Quel che gli altri intagliano, Zanichelli decora, cappello di carta in testa e occhiali sul naso, e depone gli strati d’oro in foglia, l’argento della “mecca”, le vernici, le lacche, le velature. Il grande stanzone richiama irresistibilmente la logora immagine dell’alveare, nessuno alza la voce, anche i più giovani assumono lo stile di riserbo, l’umana e garbata ironia dei due maestri anziani. Non m’ero mai posto il problema delle opinioni politiche di Zanichelli, ma le avrei collocate per vie socialdemocratiche o repubblicane, varianti popolari e padane di quel che i signori chiamano liberalismo. Ma ora, realizzo che Zanichelli ha votato per il PCI. E’, anzi, il primo e finora il solo, dei due o tre milioni di voti comunisti, che mi presenti un nome e una faccia conosciuti.

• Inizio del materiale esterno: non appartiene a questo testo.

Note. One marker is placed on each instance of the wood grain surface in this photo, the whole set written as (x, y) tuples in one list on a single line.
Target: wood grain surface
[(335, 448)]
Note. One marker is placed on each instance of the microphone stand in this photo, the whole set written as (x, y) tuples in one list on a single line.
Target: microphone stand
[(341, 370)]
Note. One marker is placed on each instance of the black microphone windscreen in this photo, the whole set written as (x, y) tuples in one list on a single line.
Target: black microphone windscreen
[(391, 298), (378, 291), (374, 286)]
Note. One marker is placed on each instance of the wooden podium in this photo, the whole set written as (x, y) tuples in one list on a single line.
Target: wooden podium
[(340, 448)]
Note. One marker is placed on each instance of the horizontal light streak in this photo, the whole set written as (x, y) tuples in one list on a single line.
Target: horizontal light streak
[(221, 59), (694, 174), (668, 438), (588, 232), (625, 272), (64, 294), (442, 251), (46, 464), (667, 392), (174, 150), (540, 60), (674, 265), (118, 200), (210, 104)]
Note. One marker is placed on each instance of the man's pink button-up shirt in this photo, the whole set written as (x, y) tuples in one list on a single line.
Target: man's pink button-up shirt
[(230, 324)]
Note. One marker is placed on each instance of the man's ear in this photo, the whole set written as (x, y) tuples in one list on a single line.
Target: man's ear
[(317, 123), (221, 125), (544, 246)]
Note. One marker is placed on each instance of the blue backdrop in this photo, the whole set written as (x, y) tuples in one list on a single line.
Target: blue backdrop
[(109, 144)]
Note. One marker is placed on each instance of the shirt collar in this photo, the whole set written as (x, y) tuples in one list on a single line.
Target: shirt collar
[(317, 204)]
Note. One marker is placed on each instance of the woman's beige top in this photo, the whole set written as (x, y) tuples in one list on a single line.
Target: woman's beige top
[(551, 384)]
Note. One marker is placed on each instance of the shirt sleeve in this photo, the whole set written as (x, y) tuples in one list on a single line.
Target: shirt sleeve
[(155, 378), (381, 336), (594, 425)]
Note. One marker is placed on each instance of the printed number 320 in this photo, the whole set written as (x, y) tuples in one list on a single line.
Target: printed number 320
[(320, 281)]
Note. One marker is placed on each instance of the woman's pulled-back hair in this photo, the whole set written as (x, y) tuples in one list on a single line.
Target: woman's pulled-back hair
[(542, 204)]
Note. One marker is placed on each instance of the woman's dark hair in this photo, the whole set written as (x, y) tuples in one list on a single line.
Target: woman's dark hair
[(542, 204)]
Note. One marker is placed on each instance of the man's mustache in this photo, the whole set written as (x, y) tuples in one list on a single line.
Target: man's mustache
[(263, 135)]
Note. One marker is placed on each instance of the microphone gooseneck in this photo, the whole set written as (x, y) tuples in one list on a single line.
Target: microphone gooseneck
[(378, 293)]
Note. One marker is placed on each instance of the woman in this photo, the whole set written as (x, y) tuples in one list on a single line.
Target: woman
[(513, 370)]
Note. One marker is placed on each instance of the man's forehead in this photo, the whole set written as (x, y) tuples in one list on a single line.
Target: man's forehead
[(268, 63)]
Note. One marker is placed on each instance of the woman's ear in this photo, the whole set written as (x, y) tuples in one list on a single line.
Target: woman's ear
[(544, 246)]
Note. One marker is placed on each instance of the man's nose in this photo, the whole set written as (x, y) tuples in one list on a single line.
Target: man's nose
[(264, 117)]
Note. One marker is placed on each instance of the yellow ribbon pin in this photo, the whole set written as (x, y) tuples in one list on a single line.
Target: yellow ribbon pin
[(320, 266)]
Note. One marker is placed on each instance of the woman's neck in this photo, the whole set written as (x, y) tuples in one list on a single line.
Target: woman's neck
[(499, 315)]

Non parliamo più di politica, lui è lì impacciato, e dice che non c’è ragione di allarmarsi. Gli rispondo che conosco Cecoslovacchia, Ungheria e dintorni, abbastanza per desiderare che quel destino sia risparmiato a gente come lui, e come me. Ma è roba vecchia, e per quanto io sappia che è vera, sento che non fa presa. Zanichelli è sicuro, come tanti altri, che da noi possa essere davvero diversa: “Ma quelli sono altri paesi”, dice col tono dell’intenditore a cui non la sia fa, che parli d’altri, selvaggi, corbelloni e citrulli. Per un attimo, penso di chiedergli se crede se saranno in molti, quel giorno famoso che si starà meglio, ad aver voglia di bianco e oro, o di belle cornici in stile rinascimento, di sansovine e formigine, salvator rosa e trottole, albane e gandolfine. Poi lascio perdere. I miei argomenti non riuscirebbero mai a scalfire la granitica illusione del mio Zanichelli. Nel suo sorriso è comparso il segno più allarmante del male: il guizzo astuto, quella persuasione d’essere furbi, i più furbi della terra, che ci ha sempre fregato, a noi italiani, dai secoli dei secoli.